Hi,

I have been playing around with this etchant as I have used ferric chloride in the past and it stains and is a pain to dispose of (properly). I mix up the Peroxide (3% Drug store version) and Muriatic acid (Dynamic Paint Products, no %info on bottle). The Muriatic acid definitely fumes when you open the bottle so it's strong.

I mix at 2:1 Peroxide to HCL and it etches the first boards just fine (just a couple minutes). The resulting solution is a light green and after a couple boards the colour doesn't change much and it pretty much seems to stop etching. I didn't see if it took 8 hours but after 30 min there was still copper.

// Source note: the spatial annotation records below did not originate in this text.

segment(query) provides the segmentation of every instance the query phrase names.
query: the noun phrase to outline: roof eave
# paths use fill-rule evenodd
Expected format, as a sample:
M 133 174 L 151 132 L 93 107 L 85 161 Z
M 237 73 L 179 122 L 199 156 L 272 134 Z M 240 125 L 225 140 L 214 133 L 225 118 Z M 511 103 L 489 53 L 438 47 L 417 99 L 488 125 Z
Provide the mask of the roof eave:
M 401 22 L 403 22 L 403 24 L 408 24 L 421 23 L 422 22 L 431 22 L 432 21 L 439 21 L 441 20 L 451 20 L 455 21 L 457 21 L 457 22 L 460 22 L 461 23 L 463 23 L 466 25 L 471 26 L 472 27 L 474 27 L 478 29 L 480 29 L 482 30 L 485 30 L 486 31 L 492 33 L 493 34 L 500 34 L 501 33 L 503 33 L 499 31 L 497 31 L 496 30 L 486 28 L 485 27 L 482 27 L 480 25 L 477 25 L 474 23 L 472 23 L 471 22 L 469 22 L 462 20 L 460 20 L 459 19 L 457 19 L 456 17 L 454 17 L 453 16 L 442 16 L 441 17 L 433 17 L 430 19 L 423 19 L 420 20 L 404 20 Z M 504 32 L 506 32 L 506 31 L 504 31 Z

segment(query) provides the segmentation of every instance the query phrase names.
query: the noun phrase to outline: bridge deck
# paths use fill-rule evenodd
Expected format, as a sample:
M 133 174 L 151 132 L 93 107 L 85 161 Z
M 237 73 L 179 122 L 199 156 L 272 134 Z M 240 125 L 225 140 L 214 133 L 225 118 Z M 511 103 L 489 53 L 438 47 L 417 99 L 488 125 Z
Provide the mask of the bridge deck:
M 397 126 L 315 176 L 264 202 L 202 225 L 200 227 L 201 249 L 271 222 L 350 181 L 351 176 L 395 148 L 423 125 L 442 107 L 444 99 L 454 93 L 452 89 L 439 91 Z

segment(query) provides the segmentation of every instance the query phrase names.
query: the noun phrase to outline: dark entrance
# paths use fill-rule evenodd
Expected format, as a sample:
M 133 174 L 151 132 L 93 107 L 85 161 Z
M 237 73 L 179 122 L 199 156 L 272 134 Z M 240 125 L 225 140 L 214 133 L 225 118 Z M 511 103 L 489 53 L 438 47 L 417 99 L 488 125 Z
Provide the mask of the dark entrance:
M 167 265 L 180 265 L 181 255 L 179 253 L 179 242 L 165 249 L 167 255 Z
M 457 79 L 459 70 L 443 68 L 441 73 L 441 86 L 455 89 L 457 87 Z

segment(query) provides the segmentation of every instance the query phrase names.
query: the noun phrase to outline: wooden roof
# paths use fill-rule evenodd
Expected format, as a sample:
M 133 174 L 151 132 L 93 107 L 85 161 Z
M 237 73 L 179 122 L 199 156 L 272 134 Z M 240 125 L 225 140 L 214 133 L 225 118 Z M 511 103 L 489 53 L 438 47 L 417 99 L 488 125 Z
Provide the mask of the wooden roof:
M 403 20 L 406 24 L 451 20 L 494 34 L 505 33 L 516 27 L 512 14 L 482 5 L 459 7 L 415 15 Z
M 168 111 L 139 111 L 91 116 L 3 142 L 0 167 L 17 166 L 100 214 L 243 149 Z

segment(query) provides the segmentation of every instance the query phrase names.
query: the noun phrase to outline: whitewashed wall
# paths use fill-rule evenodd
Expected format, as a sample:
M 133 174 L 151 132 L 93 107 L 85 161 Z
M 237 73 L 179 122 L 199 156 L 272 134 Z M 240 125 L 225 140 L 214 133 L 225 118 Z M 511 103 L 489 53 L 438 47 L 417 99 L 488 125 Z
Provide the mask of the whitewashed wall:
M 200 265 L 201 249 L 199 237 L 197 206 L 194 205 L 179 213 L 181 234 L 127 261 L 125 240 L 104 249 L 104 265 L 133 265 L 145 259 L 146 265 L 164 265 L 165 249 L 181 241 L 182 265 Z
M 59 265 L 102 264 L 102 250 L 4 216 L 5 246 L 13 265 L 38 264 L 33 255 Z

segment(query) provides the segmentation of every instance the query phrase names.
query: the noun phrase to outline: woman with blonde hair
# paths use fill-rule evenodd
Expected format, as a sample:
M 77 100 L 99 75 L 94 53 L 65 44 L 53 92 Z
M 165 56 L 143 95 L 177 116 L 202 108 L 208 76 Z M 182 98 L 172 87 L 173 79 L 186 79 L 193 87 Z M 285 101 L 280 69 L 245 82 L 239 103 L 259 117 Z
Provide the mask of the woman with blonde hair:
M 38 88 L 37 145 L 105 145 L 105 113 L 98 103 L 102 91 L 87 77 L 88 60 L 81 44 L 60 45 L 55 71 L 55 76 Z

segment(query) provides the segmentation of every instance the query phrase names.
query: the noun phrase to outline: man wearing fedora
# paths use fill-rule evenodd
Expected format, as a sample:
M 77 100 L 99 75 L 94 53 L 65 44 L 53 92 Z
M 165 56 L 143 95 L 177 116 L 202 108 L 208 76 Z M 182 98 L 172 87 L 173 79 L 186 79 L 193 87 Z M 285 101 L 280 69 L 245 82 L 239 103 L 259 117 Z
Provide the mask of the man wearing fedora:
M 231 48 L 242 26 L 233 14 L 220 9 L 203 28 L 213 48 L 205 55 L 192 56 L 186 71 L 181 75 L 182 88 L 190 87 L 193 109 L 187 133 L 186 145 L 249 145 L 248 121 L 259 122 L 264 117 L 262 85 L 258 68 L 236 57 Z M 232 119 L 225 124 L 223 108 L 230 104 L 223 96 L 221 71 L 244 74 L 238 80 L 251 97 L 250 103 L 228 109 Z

I too am trying to figure out what may be going wrong. I tried adding more HCL to the bath and it didn't seem to do anything so I added some peroxide to match the HCL I added but no result (in the 30 min I had the board in). My etchant never gets that dark green/brown I see in your images. Any advice or tips?

Thanks!

be always sure that copper on your board is shiny (does not have an oxidized layer that will protect the copper from etchant)
1. i polish it witch some polishing paste, dont forget edges
2. clean the result with some alcohol or similiar to remove the paste and any smear (fingerprints), this can protect copper from etching away too, best thing is to use gloves from this point. dont touch the copper board with your hands
if it's polished and clean, its ready to be sprayed with photoresist or for hand drawing ...
i do all of this and i dont have problems, i use FeCl3

I have experienced the exact same thing.  After 24 hours or so it stops etching almost completely.  I believe this is due to all the oxygen leaving the solution.  You might notice that a new batch it will form bubbles as it out-gasses.

To me the plain HCL and peroxide solution seems useless unless you're just going to use it for one day.  It won't last any time at all in this form.  You can't store it in an airtight container because it will explode due to pressure building (a caution many people seem to forget on pages like this).   You can't add more peroxide (or acid) to rejuvenate the solution because you're adding mostly water when  you do this so it just makes things worse each time you do it.  I can't figure out why people think it's so great.  Maybe they're just using it once or I'm doing something horribly wrong.

I think the "end" solution of cupric chloride is the only proper thing that will last.  I'm in the process of trying to make this but it's slow going and difficult to manage.  What I did was use the same 1 part acid to 2 parts peroxide and then immediately start dissolving a specific amount of copper based loosely on the formulas on that other page (Adam's stuff; he doesn't say how to do it with peroxide) with a bubbler in the tank.  After a couple of days I still have a little copper left and my solution is turning brown.  My specific gravity is somewhat low so I'm hoping evaporation will improve that.  Not sure where to go from here.  I don't know what my acid level is so I don't know if I should wait a while longer and hope it greens up with the bubbler or if I should add more acid (that will reduce my specific gravity even more, not desirable).   The hardest part of this seems to be figuring out if you need more oxygen or if the solution is out of acid because you can't tell from the color of the solution alone.   I wish a simple pH test would work for the acid test, the titration procedure seems like a lot of hassle if you don't have lab equipment.

I think the trick to etching using this method is to get the copper concentration up. To do so, you need to get the copper to dissolve. Unfortunately, copper is very poor at dissolving in hydrochloric acid. However, if you can get copper oxide, that'll quickly dissolve/react in hydrochloric acid. I've put up an instructable on how to do this. Pictured below is the final product (takes about 30 minutes of prep, 5 hours of wait time).

Your instructable looks great.  That's definitely the way to go and I will probably use that method to increase my volume and balance my specific gravity.

Just an update on my original solution.  Once all the solid copper was gone it almost immediately turned green.  I added more acid and did the titration test.  I'm currently at 3 M acid (perfect) and specific gravity of 1.2 (too much water from my initial peroxide, for sure).

"Disolving the copper" is what it's supposed to do...that's what etching is: dissolving the unprotected copper from the board.

Yes you can. Industry drills the hole first for making vias. The holes are drilled then the board and the via holes are electroplated before etching.

 Thanks for the insight.

 Better etching first, it makes the drilling part way easier.

Agreed, drilling can let the echant reach under your resist a bit. I find that the copper circle also helps center the bit.

I've found drilling after the etching to be better. In the transfer, I make the holes just tiny dots so I know where to drill. This way, I am sure that the copper completely surrounds the hole -- no crescent moons of bare board on one side or the other.

I'm not certain about this specific etchant, but its speed may make it necessary to coat the inside edges of the holes with a resist to keep the acid from eating the board from the side of the hole -- and under the printed resist.

 In the US, your local (or on-line) Radio Shack should sell them. In the UK, Maplin stocks them. Elsewhere a Google for 'Copper Clad Board' should do the trick. Hope this helps

Plain hydrochloric/muriatic acid will easily etch aluminium.